Academics

Capstone projects keep it real

Credit: Penn State Harrisburg / Penn State. Creative Commons

One team of senior mechanical engineering students at Penn State Harrisburg spent eight months designing a device for a real world client. Their project was needed by the company to scale down its 3D printing application for smaller volumes.

The project was among more than 50 innovative projects on display on May 6 during the senior Capstone Design Conference at Penn State Harrisburg. A long-standing tradition, senior engineering students are required to complete a capstone project, which combines classroom learning with real-life applications and is the culmination of their educational experience. In addition, students often collaborate with industry sponsors, like TE Connectivity and other companies, on projects of interest to the businesses.

“There is a real benefit to us and it is meaningful to the students,” said Brett Miller, senior engineering manager for TE Connectivity.

Among the projects were bots that battle, a virtual art gallery, a solar powered lawn mower, an eco-wall built of tropical plants and a phone charger that operates on body heat.

View photos from the Capstone Design Conference.

Jeremy Blum, associate professor of computer science, said the value in the capstone project is that the students learn to work together in teams and satisfy clients.

“They have to understand what the client really wants, even when the client doesn’t know,” he said.

Blum is a client himself for one of the teams that designed the Bot!Battle! system, an educational system that teaches computer science through computer games.  Beginners learn programming by writing bots, programs that compete to solve various challenges. Blum plans to use the system over the summer during a workshop for high school students interested in the STEM disciplines –science, technology, engineering, and math.

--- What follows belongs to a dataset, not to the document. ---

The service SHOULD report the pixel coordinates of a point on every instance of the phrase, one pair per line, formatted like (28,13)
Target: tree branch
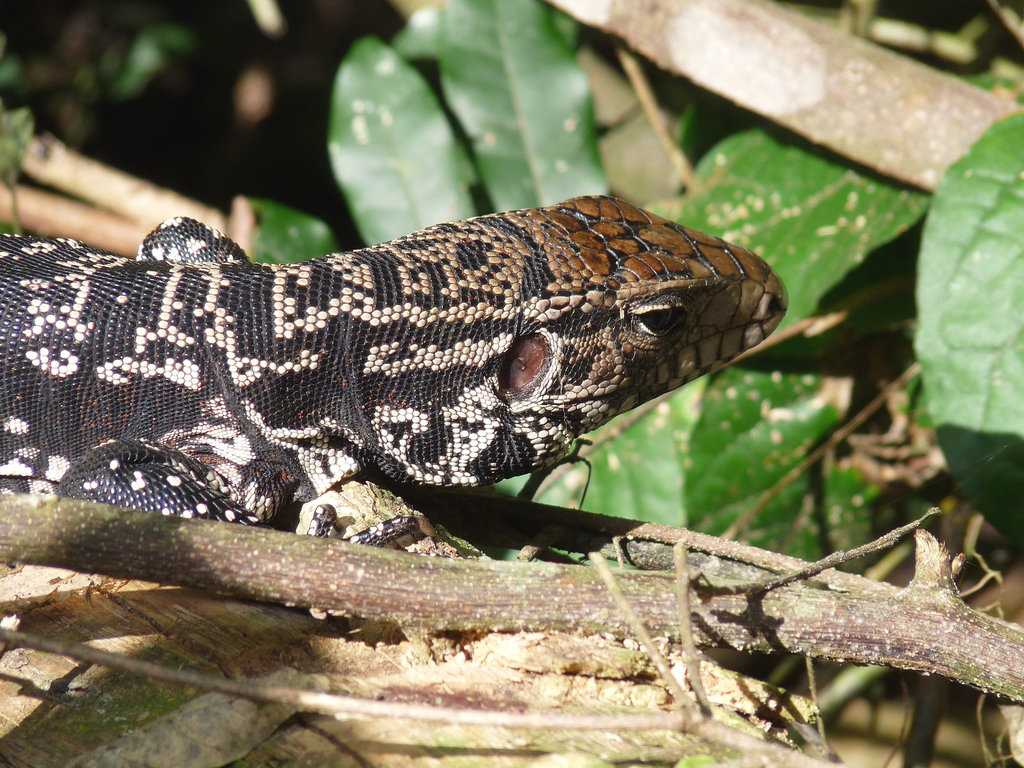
(924,628)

Computer science major Joshua Riojas was helping design various challenges that the bots will play including checkers, tic-tac-toe, Frogger, and other games. The programming becomes progressively more difficult as skills improve. “For young beginners, programming can sometimes feel overwhelming,” he said. “This tries to make it fun.”

Electrical engineering student Colt Stuckey devised the body heat charger. He built a battery into a cell phone case, which charges due to the temperature differential.

He found the process challenging, but satisfying.“There was a lot of pulling my hair out and late nights, but I really immersed myself in the design process,” he said. “It’s been awesome.”

The civil engineering students designing an eco-wall were inspired by something similar at Drexel University. The wall built of tropical plants naturally filters the air, keeps temperatures more level, lowers noise, helps recycle rain water and improves morale, according to student Zach Gregory.

“We had to design it top to bottom,” Gregory said. “Figuring out what needed to be done, scheduling, marketing, assigning tasks, pricing.” Student Rieley Loch summarized the capstone experience: “It takes all the theoretical and makes it real.”

And there’s an added value – the experience can lead to good future prospects. One student had an interview with Google coming up, Stuckey has a job with TRC Solutions lined up after graduation and also is working on a patent for his cell phone charger, and Riojas will be returning to Penn State Harrisburg on an assistantship to get his master’s degree.